Der Vorfall weckte Befürchtungen, dass sich die chinesische Mafia, die sogenannten Triaden, in die politische Auseinandersetzung einschaltet.
Steckt die Mafia hinter den Übergriffen?
Der bekannte Demokratie-Aktivist Nathan Law schrieb in der Nacht auf Montag im Kurzbotschaftendienst Twitter, wenn «chinesische Mobs» Bürger angreifen würden, greife die Polizei nicht ein. «Schande über die Regierung.»
Der bei der Attacke verletzte Abgeordnete Lam Cheuk Ting kritisierte die Polizei ebenfalls. Er machte für den Angriff Mitglieder der Triaden verantwortlich. Deren «sehr barbarische und gewalttätige Taten» hätten die Grenze der zivilisierten Gesellschaft überschritten, sagte er Journalisten am Montag.
An einem Bahnhof im Norden von Hongkong waren am Sonntagabend nach einer erneuten Protestkundgebung regierungskritische Demonstranten von Männern angegriffen worden, die mit Metallstangen und Holzstöcken bewaffnet waren. Dabei wurden 45 Menschen verletzt. Sechs Menschen erlitten schwere Verletzungen, einer von ihnen schwebte in Lebensgefahr.
Polizei griff nicht ein
Kritiker werfen der Polizei vor, trotz dramatischer Hilferufe der angegriffenen Demonstranten erst nach mehr als einer Stunde eingetroffen zu sein. Die Beamten nahmen die in weisse T-Shirts gekleideten Angreifer dann auch nicht fest, obwohl diese sich weiterhin in den Strassen nahe des Bahnhofs aufhielten.

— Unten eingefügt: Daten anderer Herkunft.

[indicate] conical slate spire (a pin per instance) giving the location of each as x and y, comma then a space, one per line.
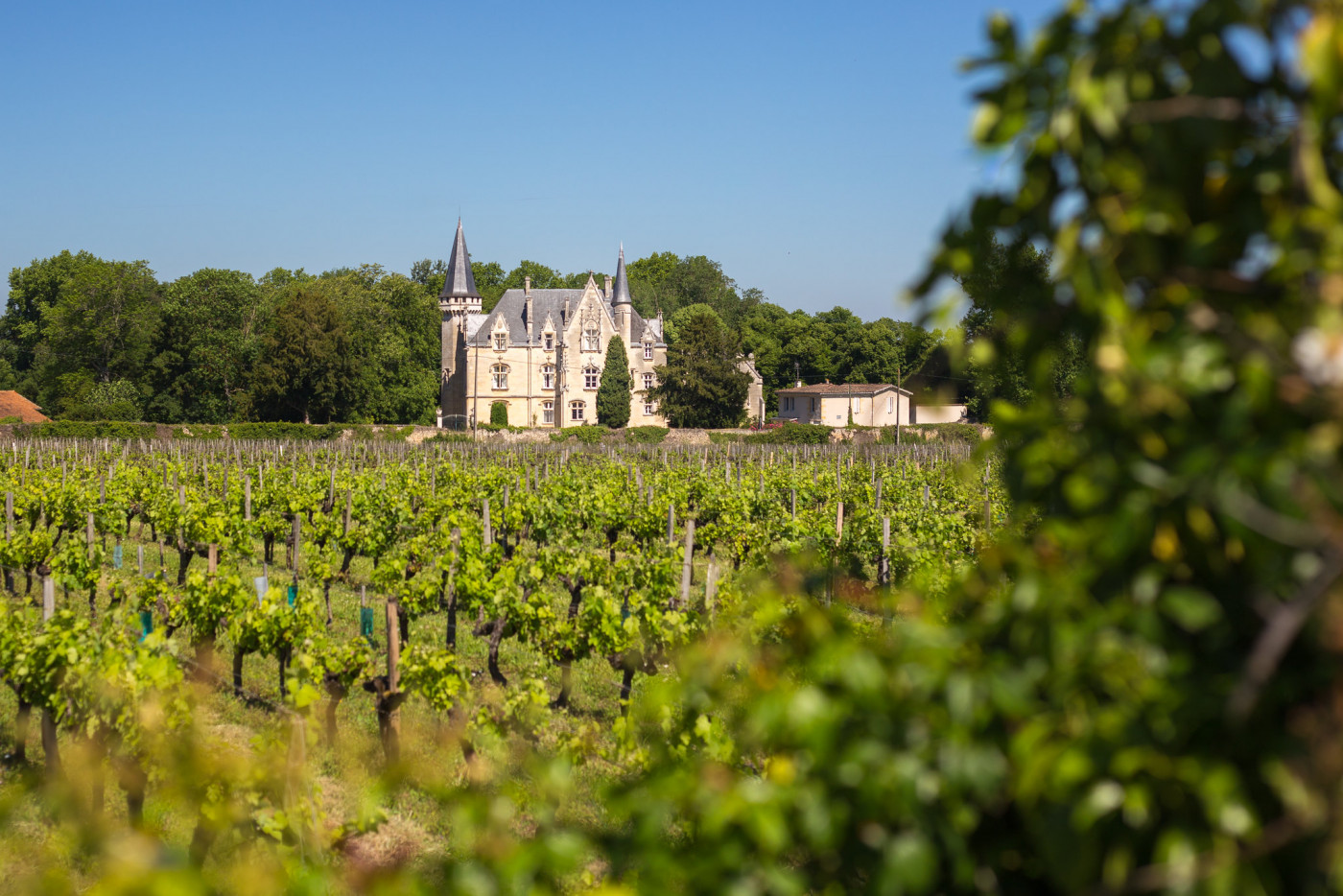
621, 292
460, 282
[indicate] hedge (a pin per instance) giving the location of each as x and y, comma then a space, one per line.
251, 432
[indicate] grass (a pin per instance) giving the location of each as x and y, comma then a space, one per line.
416, 828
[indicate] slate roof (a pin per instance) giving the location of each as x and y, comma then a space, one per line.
857, 389
15, 405
460, 282
544, 302
621, 292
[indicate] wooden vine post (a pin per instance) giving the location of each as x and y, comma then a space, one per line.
387, 695
50, 747
688, 564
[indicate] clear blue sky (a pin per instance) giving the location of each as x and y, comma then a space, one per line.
814, 150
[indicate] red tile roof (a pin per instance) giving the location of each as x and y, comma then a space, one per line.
838, 389
15, 405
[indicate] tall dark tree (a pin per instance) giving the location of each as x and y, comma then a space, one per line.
1000, 368
205, 346
308, 369
33, 289
617, 387
700, 385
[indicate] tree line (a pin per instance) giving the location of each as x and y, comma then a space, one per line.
96, 339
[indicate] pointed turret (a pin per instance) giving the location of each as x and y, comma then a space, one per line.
622, 304
459, 284
621, 295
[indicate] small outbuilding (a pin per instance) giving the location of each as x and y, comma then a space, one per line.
16, 406
843, 403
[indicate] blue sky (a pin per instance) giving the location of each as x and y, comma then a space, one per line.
814, 150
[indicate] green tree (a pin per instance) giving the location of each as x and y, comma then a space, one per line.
308, 368
489, 282
205, 346
1004, 279
100, 329
700, 385
615, 389
34, 289
675, 324
395, 335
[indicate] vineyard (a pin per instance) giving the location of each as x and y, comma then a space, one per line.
309, 650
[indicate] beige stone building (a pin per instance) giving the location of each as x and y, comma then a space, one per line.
540, 352
832, 403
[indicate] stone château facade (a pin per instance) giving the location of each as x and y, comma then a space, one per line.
540, 351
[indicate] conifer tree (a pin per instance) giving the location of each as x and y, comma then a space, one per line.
700, 385
613, 395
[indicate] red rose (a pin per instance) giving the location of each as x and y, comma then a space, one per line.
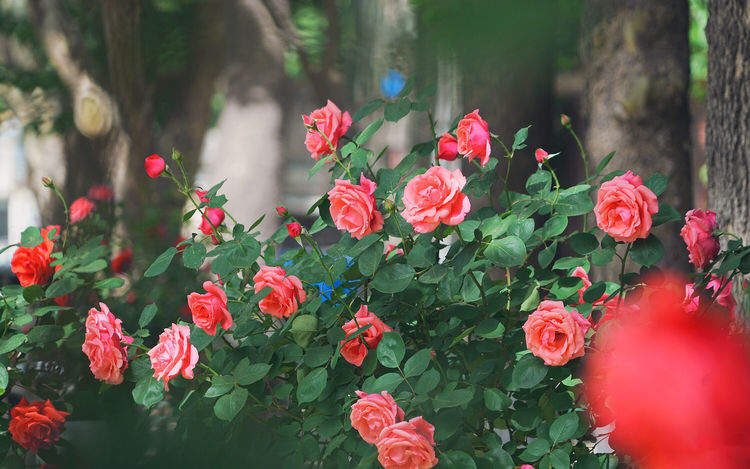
36, 425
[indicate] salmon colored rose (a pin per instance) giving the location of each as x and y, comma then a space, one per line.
407, 445
210, 309
372, 413
555, 334
173, 355
353, 207
216, 217
329, 121
286, 292
624, 208
80, 209
103, 345
447, 147
32, 264
355, 350
698, 234
473, 138
435, 197
154, 165
36, 425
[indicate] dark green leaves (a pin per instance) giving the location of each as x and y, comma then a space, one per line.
161, 263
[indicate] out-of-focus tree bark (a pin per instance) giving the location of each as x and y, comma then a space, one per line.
637, 63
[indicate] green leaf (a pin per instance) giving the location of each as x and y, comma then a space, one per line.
147, 315
369, 131
247, 374
229, 405
148, 391
312, 385
395, 110
496, 400
528, 372
519, 138
11, 343
367, 109
417, 363
393, 278
95, 266
31, 237
583, 243
220, 385
193, 256
647, 251
490, 329
391, 350
555, 226
62, 286
564, 427
427, 382
657, 183
453, 398
45, 333
161, 263
509, 251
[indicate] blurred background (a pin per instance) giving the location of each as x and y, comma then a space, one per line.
89, 88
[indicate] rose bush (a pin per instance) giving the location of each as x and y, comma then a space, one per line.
435, 331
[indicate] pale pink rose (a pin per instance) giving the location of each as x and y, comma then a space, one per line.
103, 345
372, 413
210, 309
216, 218
473, 137
435, 197
624, 208
80, 209
286, 293
699, 237
353, 207
407, 445
173, 355
447, 147
354, 351
329, 121
554, 334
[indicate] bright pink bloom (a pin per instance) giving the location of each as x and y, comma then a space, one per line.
173, 355
473, 138
80, 209
155, 165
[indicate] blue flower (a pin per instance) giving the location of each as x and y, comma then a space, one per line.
392, 84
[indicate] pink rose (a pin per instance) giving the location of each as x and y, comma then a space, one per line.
154, 165
554, 334
540, 155
286, 293
372, 413
447, 147
354, 351
210, 309
698, 234
101, 192
173, 355
103, 345
216, 217
435, 197
624, 208
407, 445
473, 137
330, 122
353, 207
80, 209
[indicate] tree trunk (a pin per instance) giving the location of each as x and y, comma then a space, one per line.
637, 59
728, 114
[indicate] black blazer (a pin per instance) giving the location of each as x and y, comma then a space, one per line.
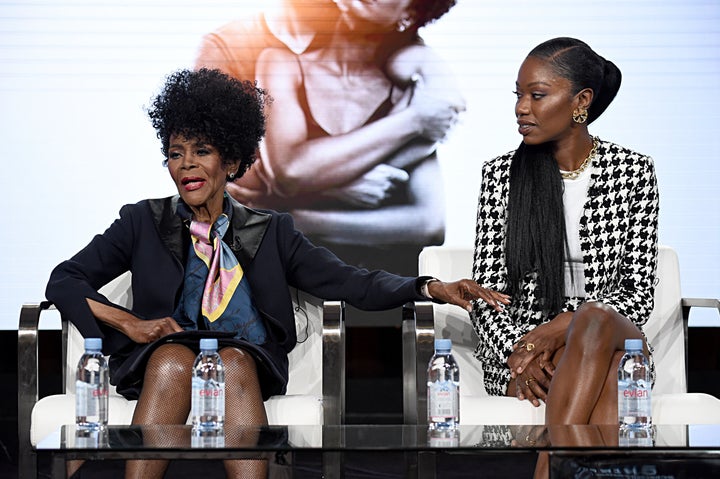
150, 240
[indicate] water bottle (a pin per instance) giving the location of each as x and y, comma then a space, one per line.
91, 387
443, 388
634, 385
208, 388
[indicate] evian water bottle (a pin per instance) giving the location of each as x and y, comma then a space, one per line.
208, 387
443, 388
634, 383
91, 387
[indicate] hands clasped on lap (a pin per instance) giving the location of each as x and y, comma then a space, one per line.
531, 363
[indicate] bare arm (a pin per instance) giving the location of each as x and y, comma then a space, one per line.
139, 330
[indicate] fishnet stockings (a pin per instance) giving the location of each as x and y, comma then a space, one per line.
165, 399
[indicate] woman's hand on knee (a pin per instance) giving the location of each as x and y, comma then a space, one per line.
532, 387
148, 330
539, 344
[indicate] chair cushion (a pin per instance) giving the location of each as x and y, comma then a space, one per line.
499, 410
685, 408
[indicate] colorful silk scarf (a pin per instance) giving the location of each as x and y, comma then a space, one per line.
215, 288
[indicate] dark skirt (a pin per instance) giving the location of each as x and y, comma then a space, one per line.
127, 367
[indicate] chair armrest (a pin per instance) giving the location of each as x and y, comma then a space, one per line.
333, 378
28, 366
418, 342
686, 305
689, 303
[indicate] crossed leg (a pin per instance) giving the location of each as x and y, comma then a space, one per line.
168, 375
583, 389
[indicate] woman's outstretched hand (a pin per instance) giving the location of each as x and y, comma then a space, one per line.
464, 291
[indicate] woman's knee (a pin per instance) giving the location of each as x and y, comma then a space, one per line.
171, 361
591, 323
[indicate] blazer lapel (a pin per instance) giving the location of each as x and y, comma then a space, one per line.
170, 226
248, 230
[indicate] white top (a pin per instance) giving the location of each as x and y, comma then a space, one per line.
574, 198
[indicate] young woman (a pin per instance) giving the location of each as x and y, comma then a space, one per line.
567, 226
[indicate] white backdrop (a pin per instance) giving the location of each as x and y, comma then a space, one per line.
76, 74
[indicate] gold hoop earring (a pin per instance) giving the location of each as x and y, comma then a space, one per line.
404, 23
580, 115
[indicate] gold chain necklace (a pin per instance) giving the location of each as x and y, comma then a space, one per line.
571, 175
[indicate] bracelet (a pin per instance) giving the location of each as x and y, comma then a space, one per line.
424, 288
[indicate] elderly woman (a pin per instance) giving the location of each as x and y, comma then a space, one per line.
203, 264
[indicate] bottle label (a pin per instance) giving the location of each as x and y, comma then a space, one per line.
208, 399
90, 399
442, 400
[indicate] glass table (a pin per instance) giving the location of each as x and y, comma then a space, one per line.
573, 451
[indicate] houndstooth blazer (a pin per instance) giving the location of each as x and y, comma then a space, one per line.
618, 237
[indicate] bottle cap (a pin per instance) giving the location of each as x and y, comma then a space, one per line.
633, 344
443, 345
207, 344
93, 344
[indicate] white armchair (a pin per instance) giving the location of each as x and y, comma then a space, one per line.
666, 330
315, 393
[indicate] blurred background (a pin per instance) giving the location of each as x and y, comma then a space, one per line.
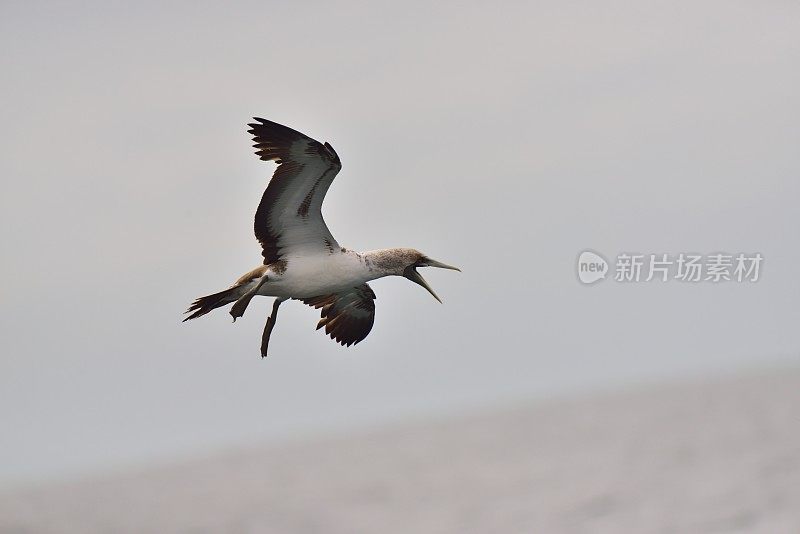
502, 139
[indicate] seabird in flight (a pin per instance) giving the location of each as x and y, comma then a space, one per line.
302, 260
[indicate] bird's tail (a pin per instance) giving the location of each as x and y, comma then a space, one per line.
203, 305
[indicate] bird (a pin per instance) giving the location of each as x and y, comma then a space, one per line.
301, 259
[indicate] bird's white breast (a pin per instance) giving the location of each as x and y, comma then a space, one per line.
313, 275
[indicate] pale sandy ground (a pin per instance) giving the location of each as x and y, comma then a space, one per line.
706, 457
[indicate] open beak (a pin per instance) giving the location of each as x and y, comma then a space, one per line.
412, 274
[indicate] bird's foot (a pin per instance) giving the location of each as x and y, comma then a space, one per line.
238, 308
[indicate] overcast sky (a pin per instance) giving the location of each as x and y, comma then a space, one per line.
504, 141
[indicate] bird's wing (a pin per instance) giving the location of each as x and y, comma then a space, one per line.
289, 218
348, 315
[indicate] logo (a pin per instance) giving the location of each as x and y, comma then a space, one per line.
591, 267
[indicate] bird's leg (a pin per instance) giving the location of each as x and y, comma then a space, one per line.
269, 326
238, 308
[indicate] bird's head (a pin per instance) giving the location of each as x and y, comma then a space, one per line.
405, 262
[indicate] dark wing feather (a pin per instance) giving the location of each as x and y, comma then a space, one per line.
347, 316
290, 213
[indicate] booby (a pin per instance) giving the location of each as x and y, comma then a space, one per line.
302, 260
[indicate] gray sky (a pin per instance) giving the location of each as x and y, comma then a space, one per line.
504, 141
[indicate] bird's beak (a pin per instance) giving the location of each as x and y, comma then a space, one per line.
412, 274
433, 263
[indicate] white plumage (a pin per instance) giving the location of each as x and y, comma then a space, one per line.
302, 260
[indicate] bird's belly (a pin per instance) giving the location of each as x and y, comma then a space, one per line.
305, 279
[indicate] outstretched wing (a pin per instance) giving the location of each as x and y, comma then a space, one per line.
289, 218
347, 316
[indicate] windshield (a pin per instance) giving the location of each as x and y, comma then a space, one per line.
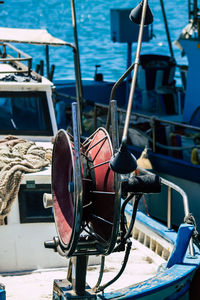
24, 113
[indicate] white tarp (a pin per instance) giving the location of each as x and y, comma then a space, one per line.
29, 36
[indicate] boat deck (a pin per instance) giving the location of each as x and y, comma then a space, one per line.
143, 263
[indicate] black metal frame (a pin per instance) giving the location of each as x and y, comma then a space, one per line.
45, 188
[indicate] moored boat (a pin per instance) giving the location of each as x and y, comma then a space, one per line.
164, 118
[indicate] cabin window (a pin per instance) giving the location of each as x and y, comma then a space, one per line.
24, 113
31, 207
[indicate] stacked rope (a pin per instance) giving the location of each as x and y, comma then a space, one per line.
17, 156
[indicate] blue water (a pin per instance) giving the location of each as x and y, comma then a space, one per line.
93, 19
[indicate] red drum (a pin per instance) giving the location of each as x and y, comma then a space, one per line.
98, 216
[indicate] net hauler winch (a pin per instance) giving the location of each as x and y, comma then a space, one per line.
86, 200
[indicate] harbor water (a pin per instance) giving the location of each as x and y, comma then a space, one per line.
93, 22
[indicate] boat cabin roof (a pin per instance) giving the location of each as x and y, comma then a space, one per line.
29, 36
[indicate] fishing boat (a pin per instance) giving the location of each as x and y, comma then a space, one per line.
28, 125
96, 189
165, 110
95, 207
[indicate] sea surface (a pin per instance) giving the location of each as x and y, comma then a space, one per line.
94, 34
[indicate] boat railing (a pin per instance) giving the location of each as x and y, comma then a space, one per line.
171, 186
21, 61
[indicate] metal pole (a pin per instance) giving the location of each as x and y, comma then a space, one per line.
169, 208
47, 60
80, 89
133, 83
167, 29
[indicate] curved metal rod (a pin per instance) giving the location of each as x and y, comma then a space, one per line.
113, 92
101, 271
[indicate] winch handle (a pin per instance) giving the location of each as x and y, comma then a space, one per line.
146, 184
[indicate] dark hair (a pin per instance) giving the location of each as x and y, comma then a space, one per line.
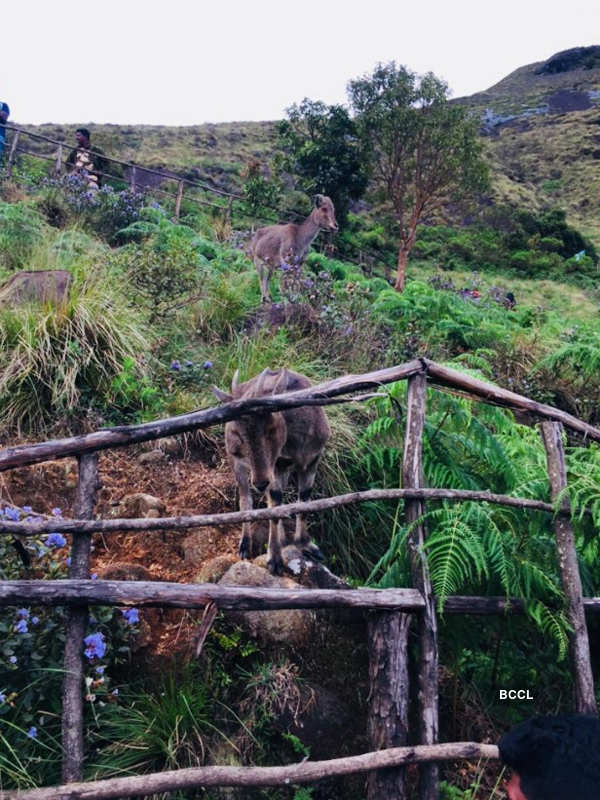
557, 758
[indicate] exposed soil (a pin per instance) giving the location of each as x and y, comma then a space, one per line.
185, 486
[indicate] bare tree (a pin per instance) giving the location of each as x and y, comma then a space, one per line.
423, 149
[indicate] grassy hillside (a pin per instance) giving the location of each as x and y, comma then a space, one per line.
158, 312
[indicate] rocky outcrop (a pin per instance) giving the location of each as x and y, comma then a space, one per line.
568, 60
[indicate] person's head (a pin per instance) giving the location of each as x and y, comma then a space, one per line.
553, 758
83, 137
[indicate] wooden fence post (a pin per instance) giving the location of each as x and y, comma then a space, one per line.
178, 199
412, 476
77, 617
11, 154
58, 167
583, 678
387, 723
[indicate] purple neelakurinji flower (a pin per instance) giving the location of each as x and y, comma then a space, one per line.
55, 540
95, 645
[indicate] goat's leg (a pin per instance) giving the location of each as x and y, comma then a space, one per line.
263, 276
276, 535
242, 477
302, 541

Später wurden Männer gesehen, die den Ort in Autos mit Kennzeichen von Festland-China verliessen. Der Bahnhof Yuen Long, an dem sich der Angriff zutrug, liegt unweit der Grenze zwischen Hongkong und Festland-China.
Mit der Attacke des Schlägertrupps auf die regierungskritischen Demonstranten hat sich der politische Konflikt in Hongkong stark zugespitzt. Mehrere pro-demokratische Abgeordnete warfen der Regierung am Montag vor, die Augen vor den Angriffen zu verschliessen. «Das sind Triaden-Banden, die Hongkonger verprügeln - und trotzdem tun Sie so, als wäre nichts passiert?», empörte sich Alvin Yeung.
Polizeichef Stephen Lo verteidigte das späte Auftauchen seiner Beamten. Sie seien in anderen Stadtteilen mit gewaltsamen Protesten von Regierungsgegnern beschäftigt gewesen. Die Einsatzkräfte stiessen an ihre Grenzen, sagte er. Vorwürfe, die Polizei stecke mit den Triaden unter einer Decke, wies er als «Verleumdung» zurück.Tränengas in die Menge
Nach einem neuen Massenprotest in Hongkong ist es wieder zu Zusammenstössen zwischen der Polizei und Demonstranten gekommen. Sicherheitskräfte setzten am Sonntag Tränengas ein, um Aktivisten zu vertreiben, die Strassen blockierten.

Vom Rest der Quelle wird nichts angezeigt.